Edirne Valimiz Dursun Ali Şahin kısa bir süre önce 1907 yılında Edirne’de yapılan Sinagog’un yeniden restorasyonu nedeni ile yaptığı açıklamada “Yahudilerin Mescid-i Aksa’da Müslümanlara yaptığı zülüm ve işkence karşısında üzüldüğünü ifade ederek valisi olduğu Edirne’de restorasyonu yapılan SİNAGOG’un müze olacağını ifade etti” 

Sen misin bunu diyen başta başbakan yardımcısı Bülent Arınç olmak üzere iktidar ve muhalefet valiye destek olmaları gerekirken adeta valiyi idam edelim demedikleri kaldı.

Yahu, Bakırköy kaymakamı iken tanıdığım Dursun Ali Şahin Yahudi düşmanlığı yapmadı. Sadece aşırı Yahudilerin Müslümanların ilk kıblesi olan KUDÜS’te bulunan Mescid-i Aksa ‘da Müslümanların namaz kılmaması için yaptıkları aşırılıklardan dolayı üzüldüğünü ifade eden samimi ve içten bir konuşma yaptı.

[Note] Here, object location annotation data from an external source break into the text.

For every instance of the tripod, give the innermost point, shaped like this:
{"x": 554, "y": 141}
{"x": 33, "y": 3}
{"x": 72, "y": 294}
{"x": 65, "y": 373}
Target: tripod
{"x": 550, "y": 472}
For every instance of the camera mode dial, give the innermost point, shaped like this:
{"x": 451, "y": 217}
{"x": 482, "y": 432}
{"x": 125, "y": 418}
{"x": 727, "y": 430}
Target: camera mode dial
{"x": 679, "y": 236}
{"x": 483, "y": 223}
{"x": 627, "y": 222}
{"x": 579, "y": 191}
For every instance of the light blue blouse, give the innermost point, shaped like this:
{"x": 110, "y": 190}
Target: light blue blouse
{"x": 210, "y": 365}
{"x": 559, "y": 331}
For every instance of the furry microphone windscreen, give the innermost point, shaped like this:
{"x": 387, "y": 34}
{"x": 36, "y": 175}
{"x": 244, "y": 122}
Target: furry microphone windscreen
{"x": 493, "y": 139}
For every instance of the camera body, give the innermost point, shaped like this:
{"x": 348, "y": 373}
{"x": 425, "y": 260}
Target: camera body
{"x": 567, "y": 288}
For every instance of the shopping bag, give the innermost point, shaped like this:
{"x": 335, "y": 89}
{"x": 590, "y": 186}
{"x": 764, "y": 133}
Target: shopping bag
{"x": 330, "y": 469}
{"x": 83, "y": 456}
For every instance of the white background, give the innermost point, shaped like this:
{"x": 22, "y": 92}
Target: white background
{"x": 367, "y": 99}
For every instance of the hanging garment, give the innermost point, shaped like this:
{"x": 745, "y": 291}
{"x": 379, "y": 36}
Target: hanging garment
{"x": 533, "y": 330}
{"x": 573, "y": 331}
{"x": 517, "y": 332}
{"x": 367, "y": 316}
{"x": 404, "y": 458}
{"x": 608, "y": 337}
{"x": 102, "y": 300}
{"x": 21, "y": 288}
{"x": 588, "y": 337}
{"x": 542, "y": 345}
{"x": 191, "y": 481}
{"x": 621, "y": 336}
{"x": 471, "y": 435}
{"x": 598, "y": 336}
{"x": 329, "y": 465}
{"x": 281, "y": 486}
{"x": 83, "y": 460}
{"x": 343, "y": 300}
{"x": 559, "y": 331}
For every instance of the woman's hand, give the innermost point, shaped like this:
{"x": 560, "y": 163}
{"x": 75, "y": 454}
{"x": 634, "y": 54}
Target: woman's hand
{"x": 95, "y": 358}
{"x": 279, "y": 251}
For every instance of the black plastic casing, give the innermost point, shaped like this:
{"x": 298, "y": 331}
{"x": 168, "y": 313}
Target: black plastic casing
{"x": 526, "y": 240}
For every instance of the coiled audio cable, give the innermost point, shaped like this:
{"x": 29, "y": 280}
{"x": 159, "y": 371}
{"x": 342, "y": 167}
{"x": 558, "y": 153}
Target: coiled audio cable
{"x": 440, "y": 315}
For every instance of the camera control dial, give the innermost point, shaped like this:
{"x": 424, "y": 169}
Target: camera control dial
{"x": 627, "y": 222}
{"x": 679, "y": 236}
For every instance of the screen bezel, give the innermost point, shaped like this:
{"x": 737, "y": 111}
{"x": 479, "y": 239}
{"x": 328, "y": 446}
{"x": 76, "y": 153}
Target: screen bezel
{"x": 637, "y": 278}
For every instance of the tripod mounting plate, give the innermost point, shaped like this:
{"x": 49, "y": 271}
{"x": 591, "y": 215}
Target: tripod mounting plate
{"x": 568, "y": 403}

Önce sözlü olarak telefon görüşmesi ile benimde tanıdığım  ve yılar önce Karaman’da yaptırdığımız Bisküvilere KOŞER (Helal) belgesi almak için birlikte yolculuk yaptığımız Türkiye Hahambaşısı Ralf İzak Haleva ile telefon görüşmesi yaparak özür diletilmek zorunda bırakıldı. Bunu yeterli görmeyenler Valimizin bu sefer de yazılı olarak özrünü beyan etmesini sağladılar.

Başbakan yardımcısı Bülent Arınç Bakanlar kurulu sonrası basına yaptığı açıklamada valimiz yanlış yaptı dedi. Ben de Hayır sayın Arınç yanlış yapan vali değil sizsiniz diyorum.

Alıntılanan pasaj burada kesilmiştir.